The estimated time between the review of the concept note by the TRP and GAC and the Board’s approval (and grant signing) is 3-4 months but can be longer if the TRP or GAC seek complex actions and/or amendments.
The process is country-led, and timing will depend on a number of factors in-country (e.g. whether or not the country has an updated and costed National Strategic Plan, the strength of the CCM, PR performance, etc.). Based on this, the country will determine the target date for signature and the release of funding, and plan a timeline to achieve this.

7. What is the role of technical partners?

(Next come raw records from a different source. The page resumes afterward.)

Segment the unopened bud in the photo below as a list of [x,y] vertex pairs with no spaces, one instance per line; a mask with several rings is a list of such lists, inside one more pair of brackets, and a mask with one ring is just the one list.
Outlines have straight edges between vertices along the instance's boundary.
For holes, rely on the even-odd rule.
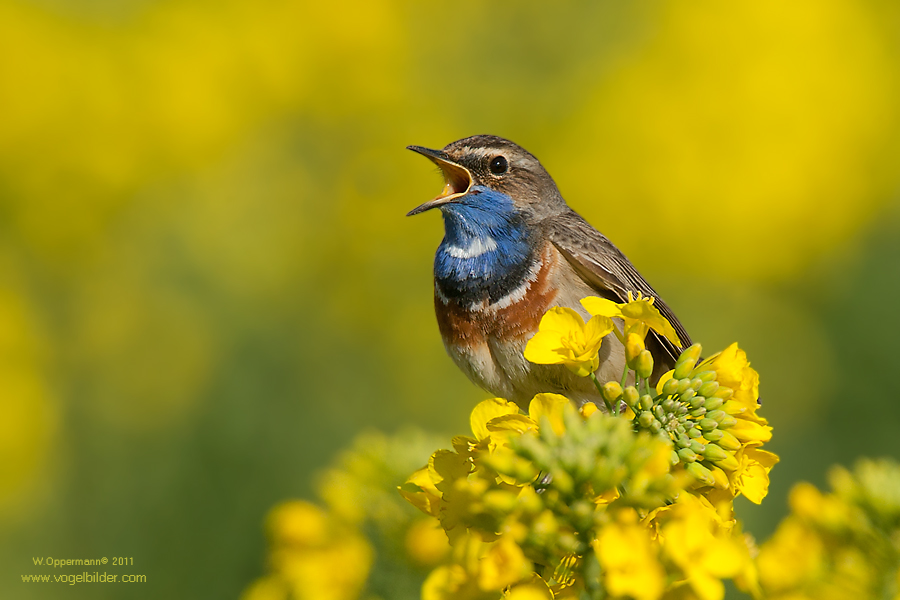
[[697,373],[696,375],[694,375],[694,377],[696,377],[703,383],[706,383],[707,381],[714,381],[716,379],[716,372],[715,371],[701,371],[701,372]]
[[700,419],[699,424],[700,429],[703,431],[709,431],[710,429],[715,429],[719,426],[719,422],[715,419]]
[[653,355],[649,350],[641,350],[634,361],[634,372],[641,379],[648,379],[653,374]]
[[631,407],[632,410],[638,408],[638,402],[640,402],[641,395],[638,393],[637,388],[633,385],[629,385],[627,388],[622,390],[622,400],[625,401],[625,404]]
[[716,410],[724,403],[725,401],[718,396],[713,396],[712,398],[707,398],[706,402],[703,403],[703,406],[706,408],[706,410]]
[[700,344],[694,344],[681,353],[681,356],[678,357],[678,361],[675,363],[675,373],[673,374],[675,379],[684,379],[690,375],[694,365],[697,364],[697,359],[700,358],[702,350]]
[[650,410],[653,408],[653,396],[650,394],[644,394],[641,396],[641,408],[644,410]]
[[[708,449],[709,448],[707,448],[707,450]],[[716,463],[717,467],[721,467],[728,471],[737,471],[741,466],[734,455],[730,453],[723,460],[714,460],[713,462]]]
[[645,411],[641,412],[641,414],[638,416],[638,423],[641,425],[641,427],[643,427],[645,429],[647,427],[650,427],[650,425],[652,425],[655,422],[656,422],[656,417],[654,417],[653,413],[651,413],[649,410],[645,410]]
[[728,429],[729,427],[734,427],[737,425],[737,419],[732,417],[731,415],[726,415],[724,419],[719,421],[719,427],[722,429]]
[[719,445],[725,448],[726,450],[737,450],[741,447],[741,442],[738,441],[733,434],[728,433],[727,431],[722,432],[722,438],[719,440]]
[[712,473],[710,473],[709,469],[700,463],[693,462],[685,465],[684,470],[693,475],[694,479],[703,485],[715,485],[716,483],[716,479],[713,477]]
[[731,455],[723,450],[721,446],[717,446],[716,444],[707,444],[706,451],[703,453],[703,456],[707,460],[711,460],[717,463],[721,460],[727,459]]
[[700,440],[691,440],[690,449],[697,454],[703,454],[706,451],[706,444],[702,443]]
[[622,396],[622,386],[618,381],[607,381],[603,384],[603,397],[610,403],[615,403]]
[[662,393],[664,396],[673,396],[678,393],[679,381],[677,379],[669,379],[663,384]]
[[710,396],[714,395],[716,393],[716,391],[718,391],[718,389],[719,389],[718,381],[707,381],[706,383],[704,383],[703,385],[700,386],[700,389],[697,390],[697,393],[700,394],[701,396],[706,396],[707,398],[709,398]]
[[703,380],[699,377],[694,377],[691,379],[691,388],[696,392],[700,389],[700,386],[703,385]]
[[696,427],[691,427],[690,429],[688,429],[687,434],[688,434],[688,437],[693,438],[693,439],[697,439],[703,435],[702,433],[700,433],[700,430],[697,429]]
[[684,394],[691,388],[691,380],[688,378],[683,378],[678,380],[678,393]]
[[734,390],[730,387],[725,387],[724,385],[720,385],[719,389],[716,390],[716,397],[721,398],[722,400],[730,400],[733,395]]
[[711,429],[710,431],[704,431],[703,437],[705,437],[710,442],[718,442],[725,435],[725,432],[721,429]]
[[728,416],[728,413],[726,413],[724,410],[711,410],[706,413],[706,416],[721,423],[722,420]]
[[706,414],[706,408],[700,406],[691,411],[691,416],[694,418],[702,417]]
[[678,451],[678,458],[680,458],[682,462],[692,463],[700,457],[690,448],[682,448]]
[[633,371],[637,371],[635,361],[644,349],[644,338],[633,331],[625,334],[625,362]]

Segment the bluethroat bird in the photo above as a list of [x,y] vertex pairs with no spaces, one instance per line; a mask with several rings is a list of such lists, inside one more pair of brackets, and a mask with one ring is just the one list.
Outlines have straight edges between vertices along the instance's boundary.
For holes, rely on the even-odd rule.
[[[685,347],[691,344],[650,284],[606,236],[569,208],[528,151],[492,135],[468,137],[443,150],[408,148],[431,159],[444,175],[440,195],[408,214],[441,209],[435,311],[447,352],[474,383],[522,407],[540,392],[602,406],[590,379],[523,356],[551,307],[572,308],[587,320],[579,302],[587,296],[614,302],[627,301],[629,291],[653,296]],[[681,348],[653,331],[646,345],[655,380],[674,366]],[[600,347],[597,378],[618,380],[624,367],[625,350],[611,333]]]

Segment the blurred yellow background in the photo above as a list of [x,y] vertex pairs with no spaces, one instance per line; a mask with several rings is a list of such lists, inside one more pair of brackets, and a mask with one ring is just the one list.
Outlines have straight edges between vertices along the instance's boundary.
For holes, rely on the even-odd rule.
[[898,64],[887,0],[0,0],[0,597],[61,597],[48,555],[147,575],[66,597],[235,597],[359,431],[465,433],[403,148],[476,133],[747,349],[750,531],[900,457]]

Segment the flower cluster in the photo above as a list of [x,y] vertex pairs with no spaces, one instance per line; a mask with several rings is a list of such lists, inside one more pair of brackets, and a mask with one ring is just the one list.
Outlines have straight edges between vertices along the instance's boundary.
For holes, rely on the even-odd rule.
[[[729,578],[758,594],[733,500],[760,502],[777,457],[761,449],[771,428],[746,355],[733,345],[701,361],[692,346],[651,386],[649,330],[680,343],[653,299],[583,304],[587,323],[548,312],[525,356],[591,377],[606,411],[549,393],[528,414],[486,400],[472,412],[474,436],[454,438],[401,487],[452,548],[423,598],[718,600]],[[601,383],[596,353],[611,332],[626,366],[621,382]]]
[[410,431],[360,435],[321,474],[320,503],[292,500],[269,512],[268,572],[242,600],[417,598],[450,547],[395,486],[437,443]]
[[900,598],[900,465],[837,467],[833,491],[799,483],[791,515],[759,550],[766,598]]

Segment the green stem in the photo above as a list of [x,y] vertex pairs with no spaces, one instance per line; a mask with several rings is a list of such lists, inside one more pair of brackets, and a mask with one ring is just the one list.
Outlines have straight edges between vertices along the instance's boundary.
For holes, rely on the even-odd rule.
[[594,382],[594,387],[600,392],[600,397],[603,398],[603,403],[606,405],[606,410],[609,411],[609,414],[618,416],[618,412],[613,411],[613,407],[610,405],[609,400],[603,395],[603,386],[597,381],[597,376],[594,373],[591,373],[591,381]]

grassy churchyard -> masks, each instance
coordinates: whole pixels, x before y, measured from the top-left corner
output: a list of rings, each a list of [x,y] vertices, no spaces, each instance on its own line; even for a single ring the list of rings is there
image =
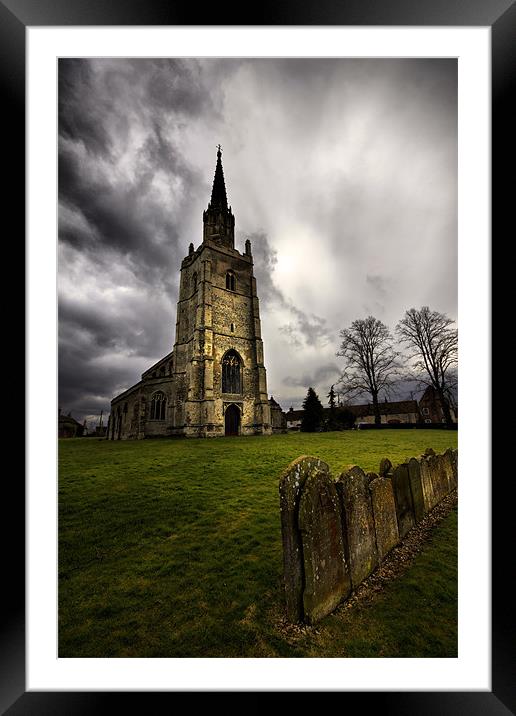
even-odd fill
[[[302,454],[378,470],[446,430],[59,442],[60,657],[453,657],[457,512],[372,602],[283,624],[278,478]]]

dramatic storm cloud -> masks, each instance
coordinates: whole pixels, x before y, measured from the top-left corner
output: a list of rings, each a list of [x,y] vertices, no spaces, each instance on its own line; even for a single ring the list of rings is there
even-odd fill
[[[218,142],[284,409],[325,400],[354,319],[456,318],[455,60],[60,60],[59,402],[79,420],[172,349]]]

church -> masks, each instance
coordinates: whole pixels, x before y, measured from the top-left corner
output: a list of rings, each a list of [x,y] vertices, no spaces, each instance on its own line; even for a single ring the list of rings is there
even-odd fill
[[[111,401],[107,439],[270,435],[286,427],[267,398],[251,242],[235,249],[222,151],[202,243],[181,263],[173,350]]]

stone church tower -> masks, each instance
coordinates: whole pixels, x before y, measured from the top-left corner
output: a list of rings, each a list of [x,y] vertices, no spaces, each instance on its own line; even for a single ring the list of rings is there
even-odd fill
[[[235,249],[222,152],[203,240],[181,263],[173,351],[111,401],[108,439],[270,434],[251,242]]]

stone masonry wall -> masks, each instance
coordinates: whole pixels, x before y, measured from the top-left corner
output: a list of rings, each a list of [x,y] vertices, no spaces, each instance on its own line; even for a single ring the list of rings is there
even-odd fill
[[[330,614],[405,535],[457,488],[458,451],[429,448],[379,474],[349,466],[336,479],[303,455],[279,480],[286,615],[313,624]]]

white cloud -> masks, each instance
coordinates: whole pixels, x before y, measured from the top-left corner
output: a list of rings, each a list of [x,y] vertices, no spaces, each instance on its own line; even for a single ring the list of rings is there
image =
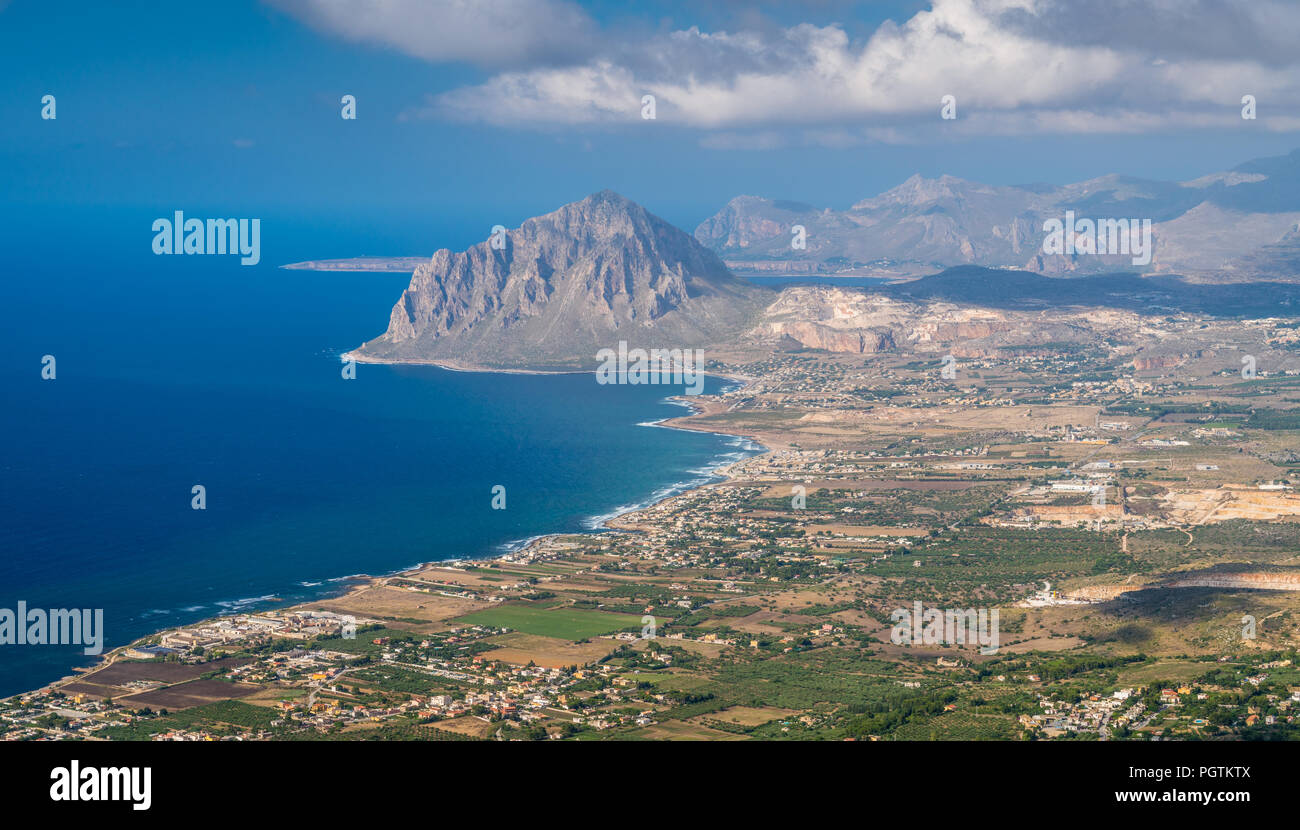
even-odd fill
[[[316,29],[433,62],[485,67],[585,60],[596,25],[568,0],[267,0]]]
[[[280,0],[291,1],[317,11],[341,2]],[[379,5],[390,24],[397,8],[408,8]],[[561,26],[549,46],[589,45],[594,24],[574,15],[579,22]],[[660,124],[726,131],[703,139],[706,146],[843,146],[941,130],[1241,126],[1240,99],[1249,93],[1259,101],[1259,128],[1290,130],[1295,120],[1283,113],[1300,110],[1297,35],[1300,5],[1274,0],[934,0],[859,40],[835,24],[607,32],[589,54],[505,69],[408,115],[507,127],[631,124],[651,93]],[[942,122],[940,99],[949,94],[958,118]],[[779,139],[771,130],[782,127],[810,132]]]

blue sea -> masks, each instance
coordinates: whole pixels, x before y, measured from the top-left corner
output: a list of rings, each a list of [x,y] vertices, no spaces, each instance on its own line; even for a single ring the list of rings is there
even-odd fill
[[[150,223],[174,208],[247,215],[36,210],[0,230],[0,608],[102,608],[107,650],[591,530],[757,450],[654,428],[684,411],[672,387],[365,364],[345,380],[339,354],[384,330],[409,277],[277,267],[427,254],[475,229],[268,213],[261,263],[241,266],[155,256]],[[0,645],[0,695],[94,662]]]

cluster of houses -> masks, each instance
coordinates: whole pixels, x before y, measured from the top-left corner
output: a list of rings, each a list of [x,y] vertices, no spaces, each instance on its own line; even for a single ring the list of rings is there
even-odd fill
[[[1141,717],[1146,707],[1141,701],[1131,700],[1133,693],[1133,689],[1120,689],[1110,695],[1089,695],[1077,703],[1041,697],[1038,702],[1042,714],[1021,715],[1020,724],[1047,737],[1066,732],[1101,734],[1112,724],[1134,723]]]
[[[267,640],[314,640],[322,636],[348,636],[356,626],[375,620],[335,614],[331,611],[267,611],[260,614],[236,614],[218,617],[199,625],[178,628],[163,634],[157,646],[137,646],[126,656],[136,659],[166,654],[202,654],[213,646]]]

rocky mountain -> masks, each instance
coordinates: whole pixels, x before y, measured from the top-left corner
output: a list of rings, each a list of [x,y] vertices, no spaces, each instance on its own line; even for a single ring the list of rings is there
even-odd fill
[[[589,368],[617,348],[704,348],[774,294],[640,205],[602,191],[416,268],[361,360]]]
[[[804,285],[783,290],[750,337],[778,349],[994,357],[1005,356],[1008,348],[1027,355],[1093,342],[1099,329],[1119,319],[1136,326],[1139,318],[1132,312],[1029,312]]]
[[[1149,219],[1149,264],[1126,254],[1045,253],[1043,224]],[[792,229],[806,247],[792,246]],[[956,265],[1044,274],[1181,274],[1202,282],[1300,281],[1300,150],[1187,182],[1104,176],[993,186],[912,176],[848,210],[738,196],[695,237],[742,272],[919,276]]]
[[[1105,353],[1138,372],[1235,374],[1242,355],[1300,371],[1284,317],[1300,285],[1192,285],[1177,277],[1045,277],[962,266],[868,289],[786,287],[740,341],[751,352],[884,353],[1008,361]]]

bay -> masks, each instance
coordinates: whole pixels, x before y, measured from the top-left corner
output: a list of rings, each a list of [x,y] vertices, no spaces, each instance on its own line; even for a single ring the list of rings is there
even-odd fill
[[[383,330],[408,277],[277,266],[389,253],[391,238],[271,218],[262,263],[241,266],[152,255],[147,210],[81,217],[71,244],[47,215],[6,226],[0,608],[102,608],[106,649],[587,531],[754,449],[650,428],[682,414],[680,388],[365,364],[345,380],[340,353]],[[93,662],[0,646],[0,695]]]

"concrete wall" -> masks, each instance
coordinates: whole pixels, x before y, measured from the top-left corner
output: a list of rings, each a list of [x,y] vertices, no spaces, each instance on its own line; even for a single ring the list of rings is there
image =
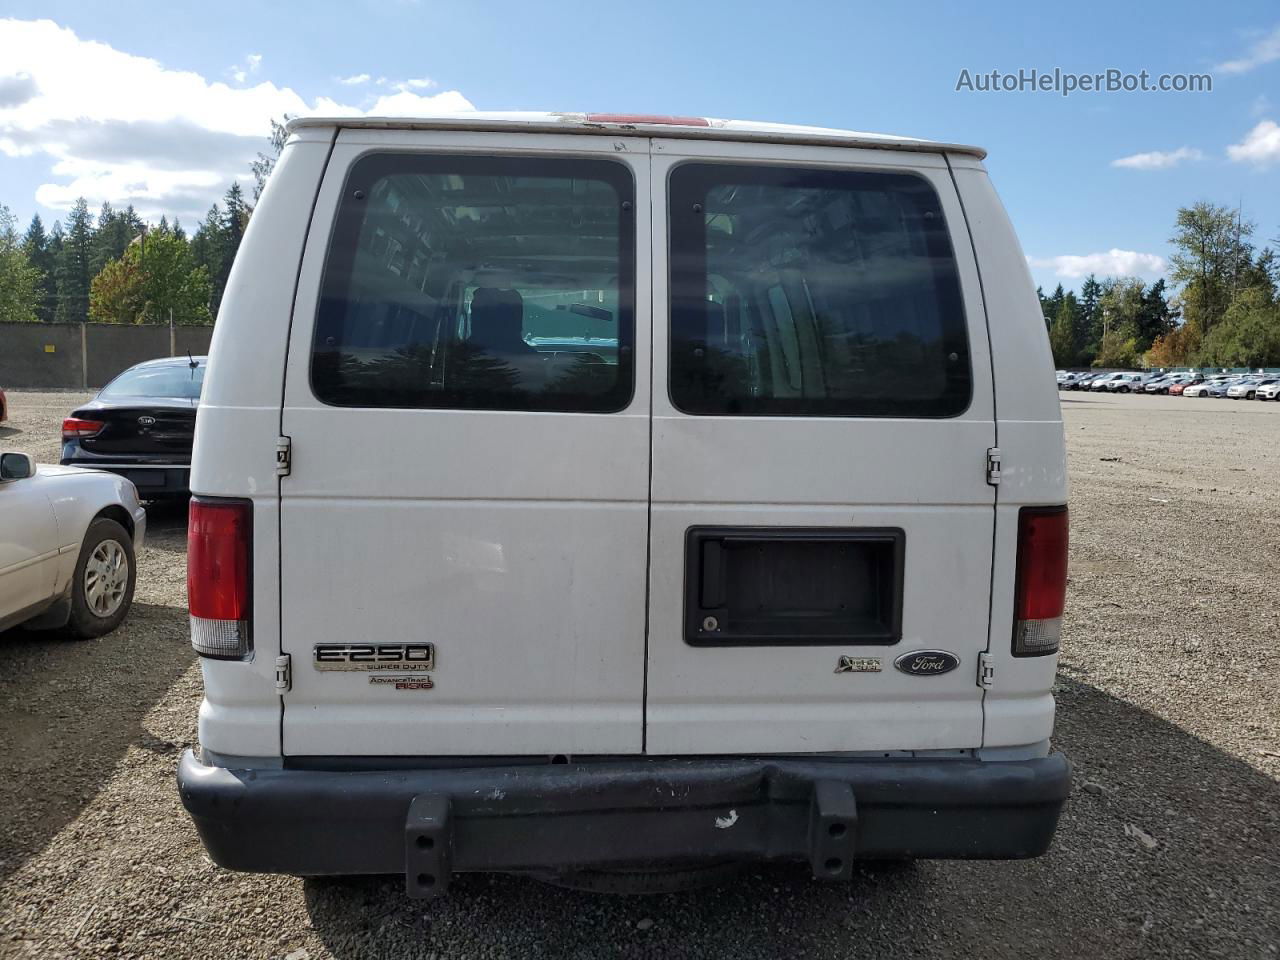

The new funding model relies on a close partnership with technical partners at country level. Partners, with their country presence, can play important, context-relevant and differentiated, mutually reinforcing roles in supporting countries through the country dialogue and concept note processes, and their support continues during grant-making. Their role includes: i) discussing the disease/health sector landscape with in-country stakeholders, and mapping donor commitments and ensuring alignment; ii) supporting the development of an accessible depository (knowledge base) of country studies, available data, etc.; iii) assisting in the identification and prioritization of strategic investments for robust NSPs and concept notes; iv) providing input in discussions around disease split; v) reviewing program performance and impact data, as well as current trends of epidemiological context; and vi) providing technical support in-country as needed.

8. What is a National Strategic Plan (NSP), and who evaluates it?

An NSP is either a disease-specific, or health sector national strategy that provides the overall strategic direction for a country over a period of time (often for five years).
NSPs should be reviewed by the appropriate technical partners. As part of this technical review and support process, NSPs should preferably be jointly assessed through a credible, independent, multi-stakeholder process that uses internationally agreed frameworks, such as a Joint Assessment of National Strategies (JANS). This is a shared approach where country stakeholders and development partners carry out an independent assessment of an NSP against an internationally agreed set of criteria. The purpose of a JANS is to indicate the soundness of an NSP and its operational plan, and its potential as the basis for technical and financial support.

9. What happens if my country does not have an NSP?

Where a country does not have an NSP, or if it is not up-to-date, is not sufficiently robust, fully costed and/or cannot be used for the basis of a funding request to the Global Fund, applicants should develop a full expression of prioritized demand for strategic interventions, developed in a manner that complements existing national processes.